Moldau: Unterstützung für Reformer
Die Republik Moldau ist aus Brüsseler Sicht bei vielen Reformen schon weiter als der große Nachbar Ukraine. Die Kommission hat dem Land neun Auflagen gemacht, deren Fortschritt nun regelmäßig überprüft wird. Die Ukraine und Moldau sind wirtschaftlich verflochten und arbeiten eng zusammen auf ihrem Weg in die EU.
In dem Bericht lobt die EU-Kommission die Reformfortschritte der Regierung in Chisinau. Diese verfolge einen „systematischen Ansatz zur Deoligarchisierung“. Die Ermittlungen gegen Oligarchen machten gute Fortschritte, auch die Zahl der Korruptionsverfahren steige. Ebenso gehe es bei der Besetzung des obersten Gerichtshofs mit unabhängigen Richtern voran.
Wie die Ukraine ist auch Moldau teilweise von russischen Truppen besetzt: Seit 1992 wird der abtrünnige Landesteil Transnistrien von Separatisten kontrolliert, 1500 russische Soldaten sind dort stationiert.
Bosnien: Signal an den Westbalkan
Über den Umgang mit Bosnien-Herzegowina wurde hart gerungen, denn die Kommission hatte in dem Land zuletzt eher Rückschritte festgestellt. Bosnien sei noch nicht bereit für Beitrittsverhandlungen, so lautete nach Informationen des Handelsblatts die Einschätzung auf Fachebene der Behörde.
In dem Erweiterungsbericht spricht die Kommission daher noch keine Empfehlung für Beitrittsverhandlungen aus, sondern stellt diese nur in Aussicht. Sie begrüßt die Reformvorschritte, die die bosnische Regierung in diesem Jahr gemacht hat. Explizit erwähnt sie Strategien gegen organisiertes Verbrechen, Geldwäsche und Terror. Auch das Justizsystem sei verbessert worden.
Allerdings weist sie auch auf „negative Entwicklungen“ in der Republika Srpska hin. Die mehrheitlich von Serben bewohnte Region, die rund die Hälfte des bosnischen Staatsgebiets ausmacht, erkennt wichtige gesamtstaatliche Institutionen wie das Verf assungsgericht nicht an. Die Reformauflagen seien deshalb noch nicht ausreichend erfüllt, heißt es in dem Bericht.

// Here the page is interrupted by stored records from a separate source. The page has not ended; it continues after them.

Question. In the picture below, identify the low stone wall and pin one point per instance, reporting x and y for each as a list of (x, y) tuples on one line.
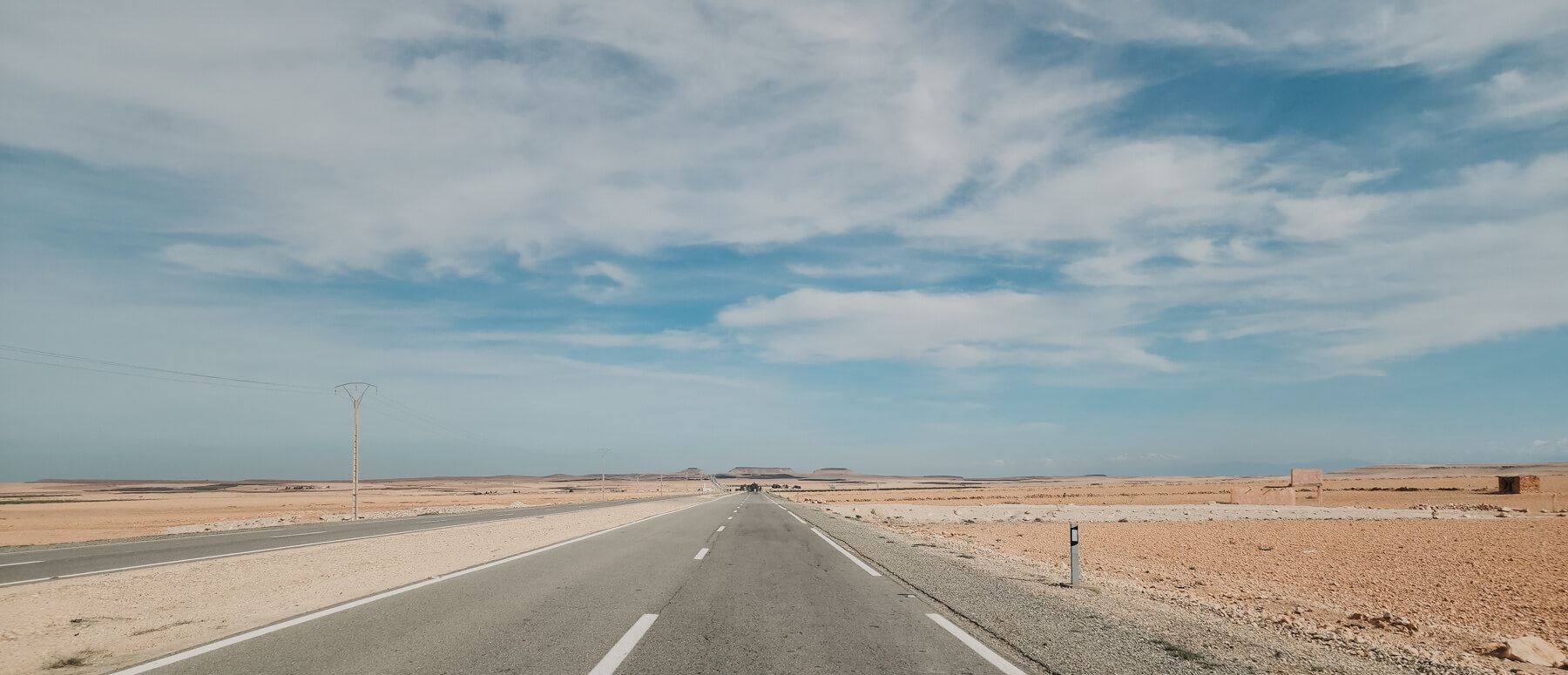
[(1262, 496)]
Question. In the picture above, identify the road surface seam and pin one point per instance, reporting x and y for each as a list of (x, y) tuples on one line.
[(229, 555), (195, 651), (869, 570), (979, 647), (529, 514), (954, 611)]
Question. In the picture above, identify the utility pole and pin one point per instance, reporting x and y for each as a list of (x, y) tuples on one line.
[(356, 392)]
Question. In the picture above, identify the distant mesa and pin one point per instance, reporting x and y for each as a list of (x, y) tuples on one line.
[(762, 472)]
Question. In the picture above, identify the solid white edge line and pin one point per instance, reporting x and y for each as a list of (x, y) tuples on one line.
[(980, 649), (227, 555), (511, 512), (368, 600), (869, 570), (258, 550), (625, 645)]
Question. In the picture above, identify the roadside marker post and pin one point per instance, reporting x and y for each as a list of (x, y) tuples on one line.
[(1073, 549)]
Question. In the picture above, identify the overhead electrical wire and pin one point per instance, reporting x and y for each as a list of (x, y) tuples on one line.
[(430, 420), (170, 380), (112, 364), (394, 409)]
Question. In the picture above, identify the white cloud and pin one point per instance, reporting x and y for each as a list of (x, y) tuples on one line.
[(1112, 190), (676, 341), (361, 133), (604, 282), (1520, 99), (240, 262), (956, 329), (844, 270), (1434, 33)]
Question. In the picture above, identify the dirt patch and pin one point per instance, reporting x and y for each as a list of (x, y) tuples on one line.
[(58, 512), (125, 618), (1358, 492), (1444, 586)]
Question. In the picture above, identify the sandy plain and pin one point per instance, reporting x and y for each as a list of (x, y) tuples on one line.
[(57, 512), (118, 619), (1450, 586)]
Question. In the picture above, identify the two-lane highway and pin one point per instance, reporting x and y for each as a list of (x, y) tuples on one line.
[(731, 584), (27, 564)]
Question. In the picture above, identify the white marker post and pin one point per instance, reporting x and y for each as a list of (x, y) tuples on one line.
[(1073, 547)]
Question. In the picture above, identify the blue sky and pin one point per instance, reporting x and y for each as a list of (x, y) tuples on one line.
[(977, 239)]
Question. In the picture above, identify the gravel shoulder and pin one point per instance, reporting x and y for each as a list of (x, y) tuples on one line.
[(1073, 631), (105, 622)]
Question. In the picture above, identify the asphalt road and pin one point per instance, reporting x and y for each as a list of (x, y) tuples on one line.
[(736, 584), (27, 564)]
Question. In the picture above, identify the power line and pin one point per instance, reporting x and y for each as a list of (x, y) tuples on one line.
[(166, 380), (148, 368), (433, 422)]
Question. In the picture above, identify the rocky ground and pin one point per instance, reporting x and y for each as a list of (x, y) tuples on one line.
[(105, 622), (1111, 628), (1442, 591)]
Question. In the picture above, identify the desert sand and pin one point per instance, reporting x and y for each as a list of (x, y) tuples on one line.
[(57, 512), (1372, 567), (123, 618)]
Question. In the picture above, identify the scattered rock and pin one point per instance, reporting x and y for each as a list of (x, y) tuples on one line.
[(1532, 651)]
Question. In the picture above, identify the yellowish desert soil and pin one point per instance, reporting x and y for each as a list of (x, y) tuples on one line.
[(1382, 492), (125, 618), (51, 512), (1463, 583)]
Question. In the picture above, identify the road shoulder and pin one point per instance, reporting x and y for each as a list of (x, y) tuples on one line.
[(1078, 630)]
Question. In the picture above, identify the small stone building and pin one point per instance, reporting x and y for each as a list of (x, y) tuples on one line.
[(1518, 484)]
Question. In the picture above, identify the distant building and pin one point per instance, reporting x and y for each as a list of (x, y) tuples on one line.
[(1518, 484)]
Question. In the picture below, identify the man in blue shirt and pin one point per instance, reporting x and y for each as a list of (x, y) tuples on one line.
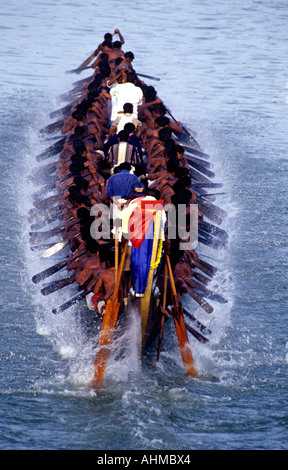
[(120, 185)]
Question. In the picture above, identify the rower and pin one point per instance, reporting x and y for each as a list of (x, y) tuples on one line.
[(123, 152), (125, 116)]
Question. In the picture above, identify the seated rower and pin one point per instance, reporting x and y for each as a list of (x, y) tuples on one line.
[(125, 116), (120, 184), (123, 152)]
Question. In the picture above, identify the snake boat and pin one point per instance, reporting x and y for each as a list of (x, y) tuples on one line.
[(116, 270)]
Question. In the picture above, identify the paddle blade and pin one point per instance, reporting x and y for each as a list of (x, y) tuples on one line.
[(106, 335), (184, 344), (54, 249)]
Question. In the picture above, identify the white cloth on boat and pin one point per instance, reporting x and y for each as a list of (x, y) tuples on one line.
[(125, 93), (122, 119)]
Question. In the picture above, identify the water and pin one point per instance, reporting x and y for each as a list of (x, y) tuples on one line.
[(226, 65)]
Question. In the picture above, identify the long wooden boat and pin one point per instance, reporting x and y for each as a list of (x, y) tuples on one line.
[(112, 262)]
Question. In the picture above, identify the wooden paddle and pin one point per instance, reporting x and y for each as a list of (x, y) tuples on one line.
[(57, 285), (73, 300), (48, 272), (108, 325), (180, 327), (163, 314)]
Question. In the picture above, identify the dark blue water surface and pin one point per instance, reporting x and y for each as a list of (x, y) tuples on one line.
[(223, 69)]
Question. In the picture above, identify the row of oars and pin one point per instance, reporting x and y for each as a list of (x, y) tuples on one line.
[(209, 233)]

Die Kommission wollte dennoch ein positives Signal an die Bevölkerung auf dem Westbalkan senden. Deshalb fand sie die Kompromissformulierung, dass man Beitrittsverhandlungen aufnehmen werde, sobald es weitere Reformfortschritte gebe. Das hat vor allem einen politischen Grund: Wenn die EU eine Empfehlung für Ukraine und Moldau ausspricht, muss es auch eine Geste Richtung Westbalkan geben, so das Kalkül.
Insgesamt gibt es acht EU-Beitrittskandidaten: Neben der Ukraine, Moldau und Bosnien-Herzegowina sind dies Albanien, Nordmazedonien, Serbien, Montenegro und die Türkei. Noch keinen offiziellen Kandidatenstatus haben die Bewerberländer Kosovo und Georgien.
Beitrittsverhandlungen laufen bisher mit der Türkei (seit 2005), Montenegro (seit 2012) und Serbien (seit 2014). Die Gespräche mit der Türkei sind jedoch wegen der autoritären Entwicklung unter Präsident Recep Tayyip Erdogan ausgesetzt, auch die Verhandlungen mit Serbien stocken seit Jahren. Der aktuelle Favorit, das 28. EU-Land zu werden, ist Montenegro.